Instabilidade de Fluxo (Streaming Instability): Mecanismo hidrodinâmico em que o arrasto do gás faz com que nuvens de guixos (pebbles) se concentrem espontaneamente em filamentos densos. Essa superconcentração local faz com que o grupo de guixos colapse diretamente sob sua própria gravidade, superando a "barreira do metro" e formando planetesimais de até centenas de quilômetros.

Regime Runaway (Crescimento Desgovernado): Fase de formação planetária onde os maiores planetesimais, ao adquirirem uma massa ligeiramente superior à média, passam a ter um campo gravitacional forte o suficiente para focar e capturar os corpos menores ao seu redor. Nesse regime, a taxa de crescimento é proporcional à massa, fazendo o maior corpo crescer exponencialmente mais rápido que os vizinhos.

Regime Oligárquico: Fase subsequente ao regime Runaway. Quando os corpos dominantes (embriões planetários) crescem tanto que começam a perturbar gravitacionalmente as órbitas dos planetesimais vizinhos, eles freiam o próprio crescimento exponencial. O sistema passa a ser dominado por alguns poucos "oligarcas" que crescem de forma mais lenta e controlada, competindo entre si pelos recursos restantes em suas respectivas zonas de alimentação.


Evolução Final e Dissipação

Fase T Tauri: Um estágio inicial e altamente ativo na evolução de estrelas de baixa massa (como era o jovem Sol), que ocorre antes do início da fusão estável de hidrogênio. É caracterizada por campos magnéticos extremos, fortes emissões de raios X e UV, e um vento estelar violento e contínuo.

Fotoevaporação: O processo pelo qual a radiação energética (fótons UV e raios X) do jovem Sol aqueceu e ionizou as camadas superficiais de gás hidrogênio e hélio restantes no disco.
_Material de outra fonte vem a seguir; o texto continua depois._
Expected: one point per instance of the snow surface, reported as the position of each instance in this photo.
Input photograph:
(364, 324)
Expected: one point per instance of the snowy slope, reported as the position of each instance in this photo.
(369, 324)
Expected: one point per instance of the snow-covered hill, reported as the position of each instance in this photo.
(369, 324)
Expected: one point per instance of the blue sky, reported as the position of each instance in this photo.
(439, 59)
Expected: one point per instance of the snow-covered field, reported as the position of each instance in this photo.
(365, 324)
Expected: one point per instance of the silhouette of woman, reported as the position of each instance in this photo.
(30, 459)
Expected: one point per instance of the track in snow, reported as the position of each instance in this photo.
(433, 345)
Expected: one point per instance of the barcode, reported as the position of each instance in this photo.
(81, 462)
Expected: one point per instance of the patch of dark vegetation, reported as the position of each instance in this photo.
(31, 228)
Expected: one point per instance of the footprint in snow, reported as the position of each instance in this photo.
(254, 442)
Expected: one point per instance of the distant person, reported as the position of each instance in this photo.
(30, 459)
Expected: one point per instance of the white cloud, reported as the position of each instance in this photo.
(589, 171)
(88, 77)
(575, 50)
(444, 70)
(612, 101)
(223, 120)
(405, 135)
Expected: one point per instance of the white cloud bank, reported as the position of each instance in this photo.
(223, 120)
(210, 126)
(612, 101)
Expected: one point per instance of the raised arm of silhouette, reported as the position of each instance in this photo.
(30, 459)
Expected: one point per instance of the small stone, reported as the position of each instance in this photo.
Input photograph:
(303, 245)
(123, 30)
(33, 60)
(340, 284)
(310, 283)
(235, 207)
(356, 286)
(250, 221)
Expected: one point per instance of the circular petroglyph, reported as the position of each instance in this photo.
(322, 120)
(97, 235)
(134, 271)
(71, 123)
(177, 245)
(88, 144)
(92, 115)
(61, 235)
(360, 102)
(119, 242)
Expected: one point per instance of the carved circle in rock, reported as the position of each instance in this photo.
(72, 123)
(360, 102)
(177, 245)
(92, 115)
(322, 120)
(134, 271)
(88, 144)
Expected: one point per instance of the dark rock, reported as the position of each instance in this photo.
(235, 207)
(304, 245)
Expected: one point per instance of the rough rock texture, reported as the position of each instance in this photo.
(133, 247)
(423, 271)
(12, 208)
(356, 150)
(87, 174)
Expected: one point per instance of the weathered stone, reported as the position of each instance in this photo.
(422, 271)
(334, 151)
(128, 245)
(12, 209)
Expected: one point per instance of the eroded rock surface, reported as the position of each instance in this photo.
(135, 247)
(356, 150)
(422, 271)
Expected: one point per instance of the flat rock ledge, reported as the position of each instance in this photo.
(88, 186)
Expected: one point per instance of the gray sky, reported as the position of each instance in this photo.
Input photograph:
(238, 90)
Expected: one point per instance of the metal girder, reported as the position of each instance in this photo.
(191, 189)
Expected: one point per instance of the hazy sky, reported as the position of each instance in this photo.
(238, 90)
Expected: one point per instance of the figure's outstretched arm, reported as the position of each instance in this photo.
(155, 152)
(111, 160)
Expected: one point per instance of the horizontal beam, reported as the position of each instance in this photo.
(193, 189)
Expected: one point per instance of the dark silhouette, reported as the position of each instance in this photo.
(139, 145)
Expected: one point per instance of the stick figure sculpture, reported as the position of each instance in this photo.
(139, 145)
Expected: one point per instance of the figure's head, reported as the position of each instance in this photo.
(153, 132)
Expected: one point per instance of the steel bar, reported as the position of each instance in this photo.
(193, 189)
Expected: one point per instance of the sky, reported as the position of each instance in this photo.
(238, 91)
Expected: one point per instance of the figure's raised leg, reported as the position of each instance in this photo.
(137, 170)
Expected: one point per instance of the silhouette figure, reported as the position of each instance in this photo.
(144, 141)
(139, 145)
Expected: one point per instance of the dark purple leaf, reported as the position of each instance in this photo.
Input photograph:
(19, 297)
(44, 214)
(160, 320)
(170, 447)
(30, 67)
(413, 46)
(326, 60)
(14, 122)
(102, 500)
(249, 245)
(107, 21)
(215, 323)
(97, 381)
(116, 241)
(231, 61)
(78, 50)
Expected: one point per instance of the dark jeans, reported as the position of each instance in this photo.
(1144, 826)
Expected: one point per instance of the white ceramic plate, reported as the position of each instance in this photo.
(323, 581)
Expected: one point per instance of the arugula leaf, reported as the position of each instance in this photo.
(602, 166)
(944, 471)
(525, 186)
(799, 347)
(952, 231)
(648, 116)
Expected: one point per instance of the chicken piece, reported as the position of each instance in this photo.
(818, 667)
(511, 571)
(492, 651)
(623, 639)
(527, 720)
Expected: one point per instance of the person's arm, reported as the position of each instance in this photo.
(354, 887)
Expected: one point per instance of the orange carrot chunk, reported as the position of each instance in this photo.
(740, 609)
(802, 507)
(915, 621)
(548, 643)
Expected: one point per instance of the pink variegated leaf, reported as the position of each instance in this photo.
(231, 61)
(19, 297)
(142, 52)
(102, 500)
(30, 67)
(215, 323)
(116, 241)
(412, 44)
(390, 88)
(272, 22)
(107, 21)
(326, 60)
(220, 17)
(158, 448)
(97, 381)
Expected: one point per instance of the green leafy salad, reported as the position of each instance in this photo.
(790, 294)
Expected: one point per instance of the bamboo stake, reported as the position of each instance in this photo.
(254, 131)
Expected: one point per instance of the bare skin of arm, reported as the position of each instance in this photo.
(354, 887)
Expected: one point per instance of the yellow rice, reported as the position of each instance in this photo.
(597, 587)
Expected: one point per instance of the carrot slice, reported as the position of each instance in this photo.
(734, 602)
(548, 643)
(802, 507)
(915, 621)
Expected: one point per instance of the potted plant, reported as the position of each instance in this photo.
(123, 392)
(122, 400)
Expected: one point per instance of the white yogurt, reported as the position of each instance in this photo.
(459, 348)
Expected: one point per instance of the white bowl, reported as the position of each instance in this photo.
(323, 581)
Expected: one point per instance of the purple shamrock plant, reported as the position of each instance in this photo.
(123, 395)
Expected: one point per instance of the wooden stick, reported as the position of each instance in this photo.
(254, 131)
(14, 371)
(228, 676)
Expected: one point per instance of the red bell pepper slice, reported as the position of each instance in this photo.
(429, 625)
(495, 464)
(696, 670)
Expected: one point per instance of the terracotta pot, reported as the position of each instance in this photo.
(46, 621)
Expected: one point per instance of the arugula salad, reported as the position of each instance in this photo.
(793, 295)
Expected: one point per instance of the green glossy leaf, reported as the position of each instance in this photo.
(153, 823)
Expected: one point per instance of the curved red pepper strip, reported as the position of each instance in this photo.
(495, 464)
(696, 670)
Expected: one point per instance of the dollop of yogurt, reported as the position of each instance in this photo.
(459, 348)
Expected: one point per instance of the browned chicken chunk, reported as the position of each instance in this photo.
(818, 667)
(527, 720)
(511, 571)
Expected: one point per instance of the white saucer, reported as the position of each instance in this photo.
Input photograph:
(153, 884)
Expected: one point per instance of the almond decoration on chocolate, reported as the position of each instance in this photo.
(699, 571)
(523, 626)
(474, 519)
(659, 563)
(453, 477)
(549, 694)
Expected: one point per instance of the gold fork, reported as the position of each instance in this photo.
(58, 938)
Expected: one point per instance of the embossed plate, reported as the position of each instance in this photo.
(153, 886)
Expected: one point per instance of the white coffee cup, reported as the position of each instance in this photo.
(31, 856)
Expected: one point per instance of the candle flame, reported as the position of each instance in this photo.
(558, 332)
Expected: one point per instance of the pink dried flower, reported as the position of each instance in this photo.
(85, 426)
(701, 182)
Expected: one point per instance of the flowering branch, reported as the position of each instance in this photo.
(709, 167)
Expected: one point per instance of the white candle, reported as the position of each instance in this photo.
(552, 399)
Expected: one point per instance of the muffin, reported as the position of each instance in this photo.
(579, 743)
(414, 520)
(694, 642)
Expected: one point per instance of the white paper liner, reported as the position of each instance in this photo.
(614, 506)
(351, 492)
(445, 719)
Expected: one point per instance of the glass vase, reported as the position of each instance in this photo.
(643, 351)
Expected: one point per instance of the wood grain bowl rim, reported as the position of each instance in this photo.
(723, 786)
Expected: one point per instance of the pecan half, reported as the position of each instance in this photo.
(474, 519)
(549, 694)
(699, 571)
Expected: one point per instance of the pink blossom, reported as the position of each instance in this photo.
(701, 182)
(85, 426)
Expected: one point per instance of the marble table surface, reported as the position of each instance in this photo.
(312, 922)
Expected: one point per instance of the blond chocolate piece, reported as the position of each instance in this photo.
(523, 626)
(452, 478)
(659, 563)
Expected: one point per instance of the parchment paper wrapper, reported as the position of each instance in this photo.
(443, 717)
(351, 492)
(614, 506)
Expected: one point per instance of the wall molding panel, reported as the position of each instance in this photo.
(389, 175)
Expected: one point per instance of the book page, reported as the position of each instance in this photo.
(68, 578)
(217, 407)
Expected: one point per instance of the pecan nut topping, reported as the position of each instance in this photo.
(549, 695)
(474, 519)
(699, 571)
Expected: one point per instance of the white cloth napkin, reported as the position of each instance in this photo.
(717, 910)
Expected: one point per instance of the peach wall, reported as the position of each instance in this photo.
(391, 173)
Esse gás superaquecido atingiu a velocidade de escape e evaporou para o espaço interestelar, limpando e encerrando a era do disco protoplanetário.

A datação de 4,567 bilhões de anos: Foi determinada através da técnica de geocronologia radiométrica de alta precisão (principalmente o método Urânio-Chumbo, (235U → 207Pb e 238U → 206Pb) aplicada em Inclusões Ricas em Cálcio e Alumínio (CAIs).As CAIs são as estruturas sólidas mais antigas do Sistema Solar, encontradas preservadas no interior de meteoritos primitivos (condritos), como o famoso meteorito Allende. Como o tempo de meia-vida do Urânio é fixo e conhecido, medir a proporção exata entre os átomos de Urânio restantes e os átomos de Chumbo gerados pelo decaimento permitiu fixar a idade do colapso da nébula com precisão de margem de erro milenar.